Telemach lobt Penelopes List und bittet Zeus, ihm ein Zeichen zu senden. Da fliegen zwei Adler herbei mit gesträubtem Gefieder und krächzenden Stimmen; zornig zerreissen sie sich den Hals, stoßen mit schlagenden Flügeln zum Marktplatz hinab. „Wehe den Freiern!" schreit Halitherses, der Seher, „ganz in der Nähe wartet Odysseus und rüstet sich schon, den Frevlern Tod und Verderben zu bringen!"

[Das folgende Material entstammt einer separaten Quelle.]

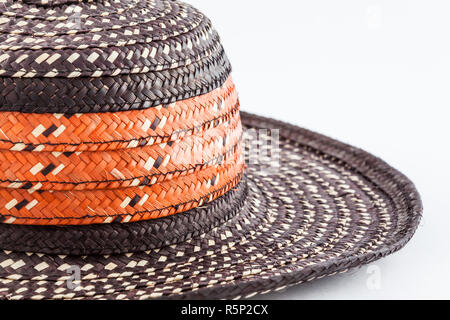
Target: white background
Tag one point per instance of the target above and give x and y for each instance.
(375, 74)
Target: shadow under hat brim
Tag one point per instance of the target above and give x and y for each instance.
(327, 208)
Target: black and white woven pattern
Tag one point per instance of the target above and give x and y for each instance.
(328, 209)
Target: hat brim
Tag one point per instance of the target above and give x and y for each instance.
(327, 208)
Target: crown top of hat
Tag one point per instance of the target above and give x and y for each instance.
(72, 38)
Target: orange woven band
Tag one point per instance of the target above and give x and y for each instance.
(121, 167)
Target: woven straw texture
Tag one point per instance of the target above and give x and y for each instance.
(123, 161)
(188, 154)
(158, 51)
(330, 208)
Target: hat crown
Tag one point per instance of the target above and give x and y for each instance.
(72, 38)
(50, 3)
(127, 46)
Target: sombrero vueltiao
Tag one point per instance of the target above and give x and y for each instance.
(125, 174)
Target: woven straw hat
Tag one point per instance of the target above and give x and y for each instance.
(128, 172)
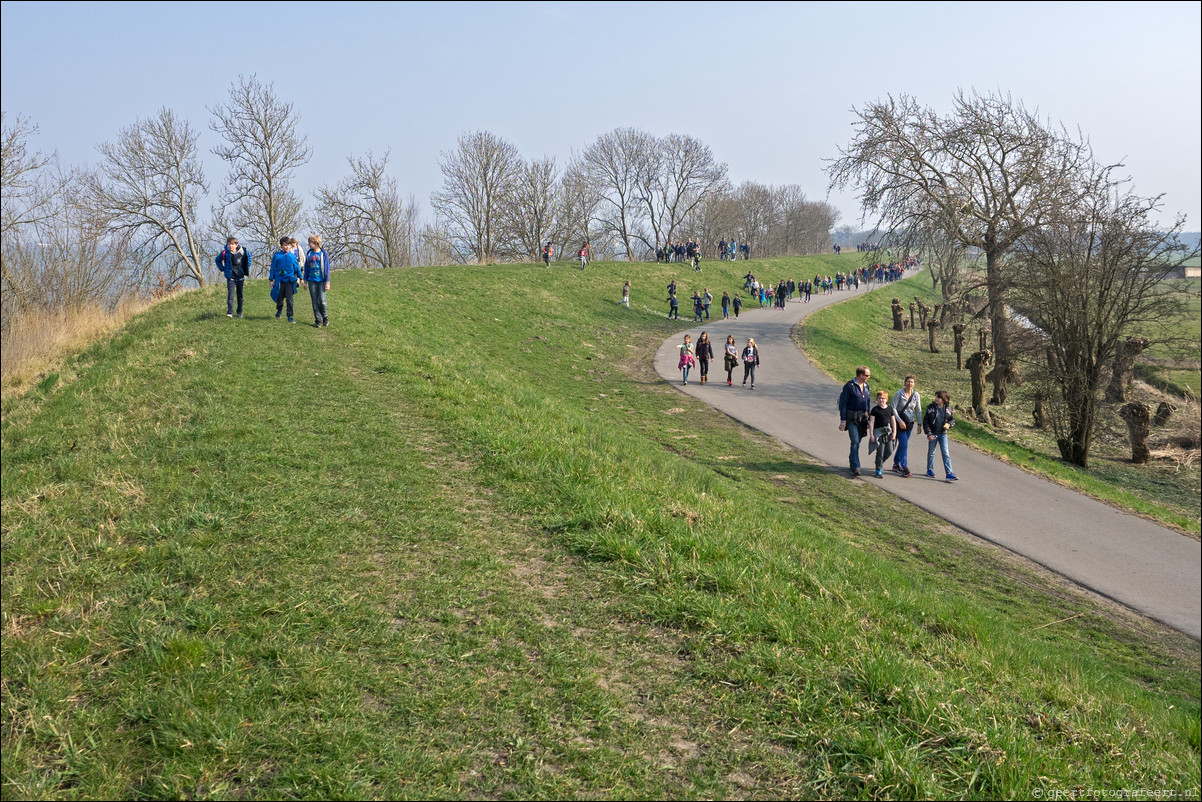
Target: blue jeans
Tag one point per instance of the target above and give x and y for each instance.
(900, 457)
(317, 297)
(941, 441)
(233, 290)
(856, 435)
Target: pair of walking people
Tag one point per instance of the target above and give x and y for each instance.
(287, 272)
(887, 425)
(701, 354)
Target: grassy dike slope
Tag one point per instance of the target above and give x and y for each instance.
(860, 331)
(464, 544)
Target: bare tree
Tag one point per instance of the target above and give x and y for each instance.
(680, 177)
(1093, 274)
(531, 219)
(478, 180)
(148, 186)
(618, 165)
(581, 200)
(262, 147)
(992, 170)
(29, 191)
(364, 218)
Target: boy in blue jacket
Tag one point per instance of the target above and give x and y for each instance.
(316, 275)
(285, 274)
(234, 265)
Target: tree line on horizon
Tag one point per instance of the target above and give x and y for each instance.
(1064, 238)
(137, 218)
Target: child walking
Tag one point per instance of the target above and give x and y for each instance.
(882, 431)
(935, 425)
(732, 358)
(686, 358)
(316, 275)
(284, 275)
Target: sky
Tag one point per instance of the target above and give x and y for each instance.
(771, 87)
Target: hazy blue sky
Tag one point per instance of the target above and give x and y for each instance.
(767, 85)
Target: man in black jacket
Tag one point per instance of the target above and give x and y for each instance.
(855, 401)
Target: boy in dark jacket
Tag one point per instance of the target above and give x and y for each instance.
(234, 265)
(855, 401)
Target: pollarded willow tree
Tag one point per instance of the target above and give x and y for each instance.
(992, 171)
(1088, 278)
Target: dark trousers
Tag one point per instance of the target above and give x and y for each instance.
(233, 289)
(286, 290)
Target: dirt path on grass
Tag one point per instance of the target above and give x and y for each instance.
(1135, 562)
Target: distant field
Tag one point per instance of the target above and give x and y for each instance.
(861, 331)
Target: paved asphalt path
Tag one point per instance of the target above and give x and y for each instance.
(1123, 557)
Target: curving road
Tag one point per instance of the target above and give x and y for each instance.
(1137, 563)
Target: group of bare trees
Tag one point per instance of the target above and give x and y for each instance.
(628, 194)
(1063, 239)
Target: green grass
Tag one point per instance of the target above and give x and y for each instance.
(464, 544)
(860, 331)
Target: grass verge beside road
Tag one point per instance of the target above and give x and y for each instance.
(464, 544)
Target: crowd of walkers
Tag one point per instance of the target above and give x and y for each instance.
(698, 355)
(888, 423)
(290, 269)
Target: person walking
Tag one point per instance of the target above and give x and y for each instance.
(732, 358)
(233, 261)
(686, 358)
(935, 425)
(704, 354)
(750, 361)
(284, 275)
(906, 403)
(882, 432)
(854, 405)
(316, 275)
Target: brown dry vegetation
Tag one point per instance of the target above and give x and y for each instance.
(36, 342)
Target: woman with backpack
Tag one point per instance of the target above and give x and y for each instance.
(750, 361)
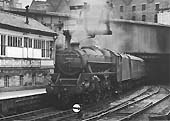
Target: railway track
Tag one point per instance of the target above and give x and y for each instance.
(120, 110)
(37, 115)
(130, 108)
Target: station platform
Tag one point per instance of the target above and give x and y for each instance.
(22, 93)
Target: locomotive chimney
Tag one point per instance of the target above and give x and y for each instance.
(67, 35)
(75, 45)
(27, 21)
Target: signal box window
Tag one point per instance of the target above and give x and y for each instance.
(25, 42)
(10, 41)
(29, 42)
(19, 42)
(43, 48)
(3, 46)
(157, 6)
(121, 8)
(6, 81)
(134, 8)
(156, 18)
(143, 17)
(14, 41)
(143, 7)
(48, 49)
(133, 18)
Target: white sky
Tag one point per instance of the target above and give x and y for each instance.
(27, 2)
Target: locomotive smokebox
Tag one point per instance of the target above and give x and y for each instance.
(75, 45)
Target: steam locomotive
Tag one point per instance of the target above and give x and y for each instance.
(90, 73)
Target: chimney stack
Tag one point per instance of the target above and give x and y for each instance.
(27, 21)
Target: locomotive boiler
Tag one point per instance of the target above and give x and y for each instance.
(91, 73)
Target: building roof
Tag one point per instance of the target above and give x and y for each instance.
(17, 21)
(139, 23)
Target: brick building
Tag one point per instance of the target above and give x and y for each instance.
(139, 10)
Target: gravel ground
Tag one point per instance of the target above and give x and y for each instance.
(160, 109)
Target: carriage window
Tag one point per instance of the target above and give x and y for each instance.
(3, 46)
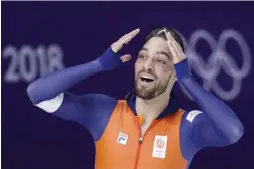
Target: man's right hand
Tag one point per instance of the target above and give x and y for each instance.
(124, 40)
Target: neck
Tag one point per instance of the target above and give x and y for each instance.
(151, 109)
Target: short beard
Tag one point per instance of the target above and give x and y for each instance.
(149, 95)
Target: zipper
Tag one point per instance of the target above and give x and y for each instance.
(140, 141)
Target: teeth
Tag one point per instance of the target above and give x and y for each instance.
(147, 77)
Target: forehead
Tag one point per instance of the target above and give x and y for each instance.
(156, 44)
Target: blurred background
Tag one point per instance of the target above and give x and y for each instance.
(41, 37)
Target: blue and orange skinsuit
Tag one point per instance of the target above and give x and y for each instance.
(115, 125)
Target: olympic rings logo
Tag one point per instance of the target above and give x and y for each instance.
(219, 59)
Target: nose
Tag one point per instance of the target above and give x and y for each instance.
(149, 66)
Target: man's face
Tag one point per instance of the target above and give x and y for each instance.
(153, 69)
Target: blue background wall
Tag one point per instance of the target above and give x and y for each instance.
(39, 37)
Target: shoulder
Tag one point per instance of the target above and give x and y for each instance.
(190, 120)
(192, 117)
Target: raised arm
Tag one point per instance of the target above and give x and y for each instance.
(50, 92)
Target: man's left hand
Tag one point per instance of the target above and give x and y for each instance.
(175, 49)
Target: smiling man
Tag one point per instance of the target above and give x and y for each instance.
(147, 130)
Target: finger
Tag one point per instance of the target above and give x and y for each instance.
(125, 58)
(173, 41)
(126, 38)
(173, 45)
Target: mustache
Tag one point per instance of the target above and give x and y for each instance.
(147, 72)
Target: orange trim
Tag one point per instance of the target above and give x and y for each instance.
(139, 144)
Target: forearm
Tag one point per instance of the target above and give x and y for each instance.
(58, 82)
(222, 118)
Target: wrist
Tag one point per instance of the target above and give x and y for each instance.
(109, 59)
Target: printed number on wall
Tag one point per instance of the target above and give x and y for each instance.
(28, 63)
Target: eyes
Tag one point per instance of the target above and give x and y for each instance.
(159, 60)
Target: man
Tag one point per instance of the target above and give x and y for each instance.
(147, 130)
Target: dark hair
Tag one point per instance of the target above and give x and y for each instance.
(176, 36)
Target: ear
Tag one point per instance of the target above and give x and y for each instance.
(172, 79)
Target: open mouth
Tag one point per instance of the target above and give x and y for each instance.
(146, 79)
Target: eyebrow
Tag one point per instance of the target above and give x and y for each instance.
(159, 52)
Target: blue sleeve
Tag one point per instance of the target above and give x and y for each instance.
(93, 111)
(216, 126)
(55, 83)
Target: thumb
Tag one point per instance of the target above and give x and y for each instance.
(126, 57)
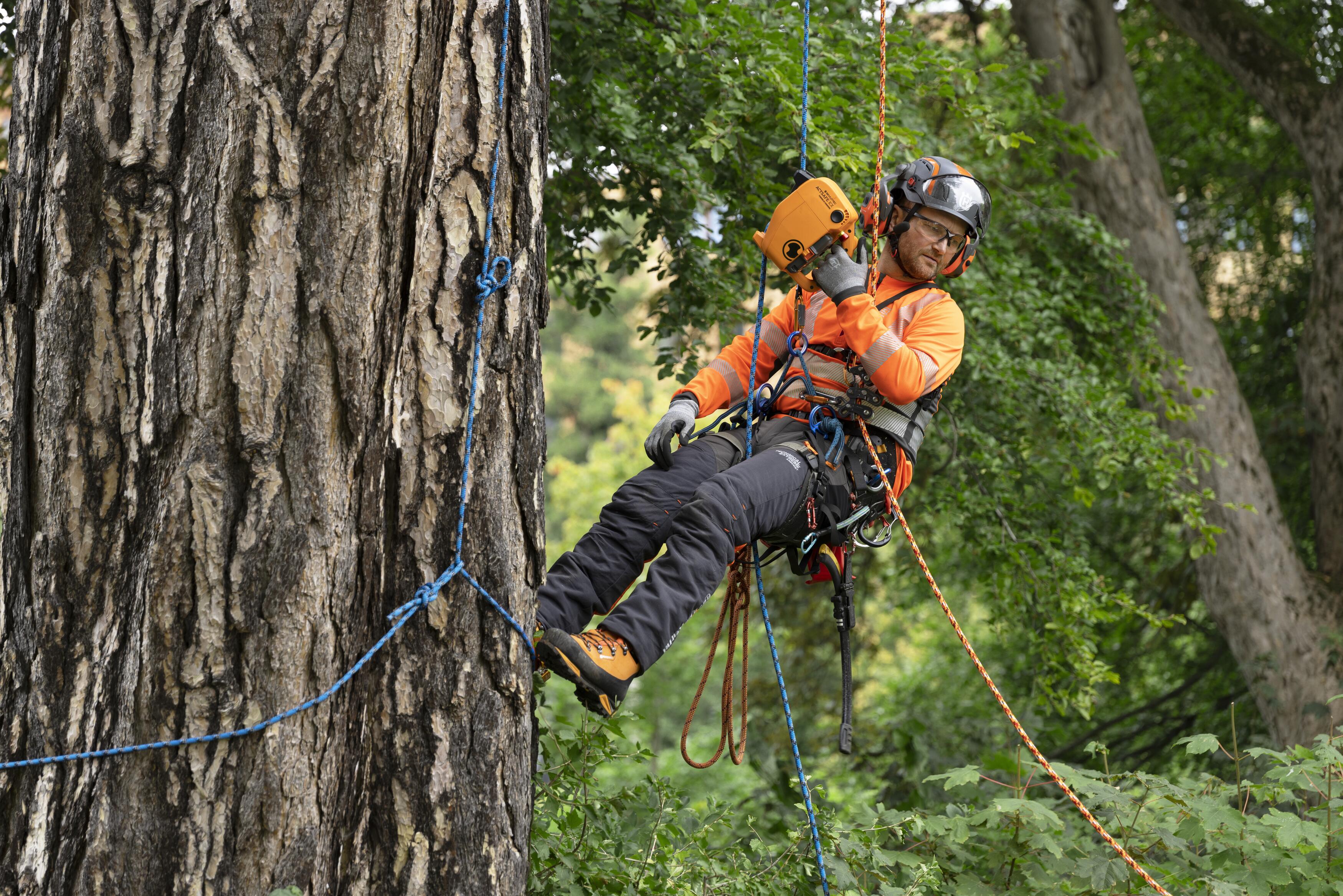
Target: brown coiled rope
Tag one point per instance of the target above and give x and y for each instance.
(737, 610)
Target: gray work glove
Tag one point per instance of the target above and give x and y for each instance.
(679, 420)
(841, 276)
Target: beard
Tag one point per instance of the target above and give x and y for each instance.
(917, 265)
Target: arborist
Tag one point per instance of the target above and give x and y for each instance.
(884, 354)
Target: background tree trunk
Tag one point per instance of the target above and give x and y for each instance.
(1267, 606)
(1311, 113)
(240, 253)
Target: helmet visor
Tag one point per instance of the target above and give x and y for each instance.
(961, 195)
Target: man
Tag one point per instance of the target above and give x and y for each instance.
(707, 498)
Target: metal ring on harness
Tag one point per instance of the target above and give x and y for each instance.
(879, 542)
(794, 350)
(839, 528)
(762, 401)
(813, 420)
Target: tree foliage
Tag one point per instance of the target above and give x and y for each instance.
(1257, 828)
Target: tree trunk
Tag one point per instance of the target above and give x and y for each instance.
(240, 256)
(1311, 113)
(1267, 606)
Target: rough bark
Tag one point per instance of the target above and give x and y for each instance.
(1311, 113)
(240, 250)
(1270, 609)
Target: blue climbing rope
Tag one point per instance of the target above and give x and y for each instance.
(755, 547)
(493, 277)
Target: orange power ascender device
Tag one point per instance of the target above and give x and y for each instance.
(812, 220)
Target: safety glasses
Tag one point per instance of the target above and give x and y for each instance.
(930, 229)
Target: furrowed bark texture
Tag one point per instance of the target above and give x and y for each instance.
(240, 260)
(1311, 113)
(1272, 613)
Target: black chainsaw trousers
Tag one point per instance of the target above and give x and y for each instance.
(707, 504)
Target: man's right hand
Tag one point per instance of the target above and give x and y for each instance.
(679, 420)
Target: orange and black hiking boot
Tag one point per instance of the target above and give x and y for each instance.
(598, 663)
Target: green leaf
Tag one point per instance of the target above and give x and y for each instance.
(1200, 743)
(957, 777)
(1292, 829)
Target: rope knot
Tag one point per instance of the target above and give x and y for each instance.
(489, 281)
(426, 594)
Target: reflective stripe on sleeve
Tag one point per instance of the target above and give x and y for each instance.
(737, 392)
(880, 352)
(930, 369)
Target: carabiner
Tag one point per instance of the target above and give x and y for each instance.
(794, 350)
(814, 424)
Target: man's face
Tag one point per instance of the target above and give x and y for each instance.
(931, 242)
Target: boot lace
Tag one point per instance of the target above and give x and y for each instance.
(600, 638)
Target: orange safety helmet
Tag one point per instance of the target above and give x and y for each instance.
(931, 182)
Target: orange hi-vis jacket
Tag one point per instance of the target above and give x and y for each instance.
(907, 350)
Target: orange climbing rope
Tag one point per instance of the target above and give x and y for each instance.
(882, 143)
(984, 673)
(737, 608)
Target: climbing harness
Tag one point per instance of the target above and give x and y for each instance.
(493, 277)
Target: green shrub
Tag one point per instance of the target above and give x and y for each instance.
(1263, 832)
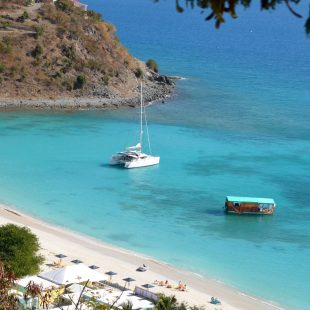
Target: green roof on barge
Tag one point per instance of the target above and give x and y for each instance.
(250, 200)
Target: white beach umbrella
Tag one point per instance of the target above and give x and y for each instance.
(36, 280)
(72, 274)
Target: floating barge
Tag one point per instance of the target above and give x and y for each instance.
(249, 205)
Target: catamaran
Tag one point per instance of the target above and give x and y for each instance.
(133, 157)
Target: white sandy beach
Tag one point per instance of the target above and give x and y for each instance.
(55, 240)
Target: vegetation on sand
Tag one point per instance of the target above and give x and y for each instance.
(19, 250)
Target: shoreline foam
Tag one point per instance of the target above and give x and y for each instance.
(55, 239)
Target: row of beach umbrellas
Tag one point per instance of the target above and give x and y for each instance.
(109, 273)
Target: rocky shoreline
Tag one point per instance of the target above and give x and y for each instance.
(159, 89)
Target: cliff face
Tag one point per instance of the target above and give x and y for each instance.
(53, 51)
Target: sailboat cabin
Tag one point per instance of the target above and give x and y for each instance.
(249, 205)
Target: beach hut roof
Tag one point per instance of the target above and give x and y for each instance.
(72, 274)
(250, 199)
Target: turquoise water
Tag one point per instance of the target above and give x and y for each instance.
(238, 125)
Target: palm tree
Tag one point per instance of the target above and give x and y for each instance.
(127, 305)
(167, 303)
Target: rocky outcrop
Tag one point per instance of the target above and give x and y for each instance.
(58, 58)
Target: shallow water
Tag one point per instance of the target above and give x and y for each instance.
(239, 125)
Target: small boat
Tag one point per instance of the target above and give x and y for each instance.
(133, 157)
(249, 205)
(215, 301)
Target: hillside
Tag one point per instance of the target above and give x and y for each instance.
(57, 50)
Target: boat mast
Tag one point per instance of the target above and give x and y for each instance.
(141, 114)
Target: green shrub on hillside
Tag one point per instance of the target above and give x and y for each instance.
(39, 31)
(96, 17)
(23, 17)
(80, 82)
(151, 64)
(37, 52)
(19, 250)
(6, 46)
(2, 68)
(64, 5)
(139, 73)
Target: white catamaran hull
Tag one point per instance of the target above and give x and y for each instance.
(142, 162)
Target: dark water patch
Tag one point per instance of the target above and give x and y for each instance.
(209, 166)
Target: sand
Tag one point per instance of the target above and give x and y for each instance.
(55, 240)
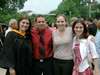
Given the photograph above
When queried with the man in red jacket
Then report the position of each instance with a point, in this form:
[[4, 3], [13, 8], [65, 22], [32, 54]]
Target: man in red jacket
[[42, 47]]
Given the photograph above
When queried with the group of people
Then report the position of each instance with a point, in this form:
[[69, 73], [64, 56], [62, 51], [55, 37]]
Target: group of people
[[37, 49]]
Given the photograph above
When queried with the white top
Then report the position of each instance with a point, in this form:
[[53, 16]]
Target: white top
[[86, 47], [63, 45]]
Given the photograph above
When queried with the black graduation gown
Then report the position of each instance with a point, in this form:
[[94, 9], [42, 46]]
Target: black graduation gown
[[17, 53]]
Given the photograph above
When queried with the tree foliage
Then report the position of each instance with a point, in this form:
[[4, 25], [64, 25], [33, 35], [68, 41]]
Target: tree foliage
[[8, 9]]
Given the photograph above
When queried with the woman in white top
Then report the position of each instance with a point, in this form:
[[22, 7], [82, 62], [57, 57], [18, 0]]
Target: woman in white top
[[84, 50], [62, 43]]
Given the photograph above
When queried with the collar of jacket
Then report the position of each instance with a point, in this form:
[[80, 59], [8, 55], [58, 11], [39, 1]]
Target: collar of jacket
[[18, 32]]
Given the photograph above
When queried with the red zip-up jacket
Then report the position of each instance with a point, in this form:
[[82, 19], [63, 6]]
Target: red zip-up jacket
[[48, 44]]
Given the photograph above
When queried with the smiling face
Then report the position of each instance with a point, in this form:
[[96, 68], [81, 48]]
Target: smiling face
[[78, 29], [24, 25], [41, 22], [61, 22]]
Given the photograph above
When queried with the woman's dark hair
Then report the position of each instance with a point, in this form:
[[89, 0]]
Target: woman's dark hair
[[35, 19], [62, 16], [92, 29], [84, 34], [28, 32]]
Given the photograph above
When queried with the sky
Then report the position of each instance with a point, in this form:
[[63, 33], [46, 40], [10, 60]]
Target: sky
[[41, 6]]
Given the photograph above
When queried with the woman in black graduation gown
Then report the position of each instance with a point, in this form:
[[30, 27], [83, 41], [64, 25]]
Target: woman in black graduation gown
[[17, 52]]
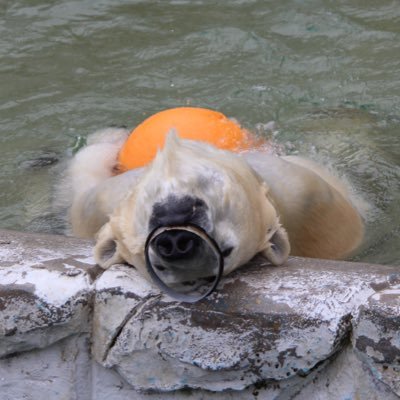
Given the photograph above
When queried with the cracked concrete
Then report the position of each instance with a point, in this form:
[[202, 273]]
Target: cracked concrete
[[309, 329]]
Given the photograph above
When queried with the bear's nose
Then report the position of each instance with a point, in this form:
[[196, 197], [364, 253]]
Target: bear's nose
[[175, 245], [173, 211]]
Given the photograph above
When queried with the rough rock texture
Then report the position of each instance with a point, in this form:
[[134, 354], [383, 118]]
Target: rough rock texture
[[310, 329], [264, 324], [45, 290]]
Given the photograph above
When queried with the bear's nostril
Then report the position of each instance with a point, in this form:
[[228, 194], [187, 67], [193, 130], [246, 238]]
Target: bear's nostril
[[165, 246], [174, 245], [184, 244]]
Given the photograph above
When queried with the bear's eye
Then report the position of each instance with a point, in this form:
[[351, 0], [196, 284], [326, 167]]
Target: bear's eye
[[225, 253]]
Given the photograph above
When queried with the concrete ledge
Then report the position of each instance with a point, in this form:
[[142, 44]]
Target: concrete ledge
[[288, 332]]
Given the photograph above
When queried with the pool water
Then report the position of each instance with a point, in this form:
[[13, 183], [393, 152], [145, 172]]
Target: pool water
[[327, 73]]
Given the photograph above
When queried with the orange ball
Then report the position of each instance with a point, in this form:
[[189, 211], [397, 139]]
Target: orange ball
[[190, 123]]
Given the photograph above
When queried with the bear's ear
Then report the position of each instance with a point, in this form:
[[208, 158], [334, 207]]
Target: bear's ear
[[106, 249], [277, 247]]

Erschrocken verstummt die Menge, denn jeder erinnert sich: Halitherses hat vor langer Zeit geweissagt, Odysseus werde im 20. Jahr wieder nach Ithaka kommen. Doch die Freier heißen den Seher Lügner und Gaukler, beschimpfen den Sohn des Odysseus als Prahlhans und Narr. Telemach steigt zum Meer hinab und erfleht die Gnade Athenes. Da verkündet die Göttin dem tapferen Kind das Ende der Freier und geleitet es mit dem Schiff hinaus auf die Weite der See, den Vater zu suchen - wie in Dublin Stephen Dedalus Leopold Bloom.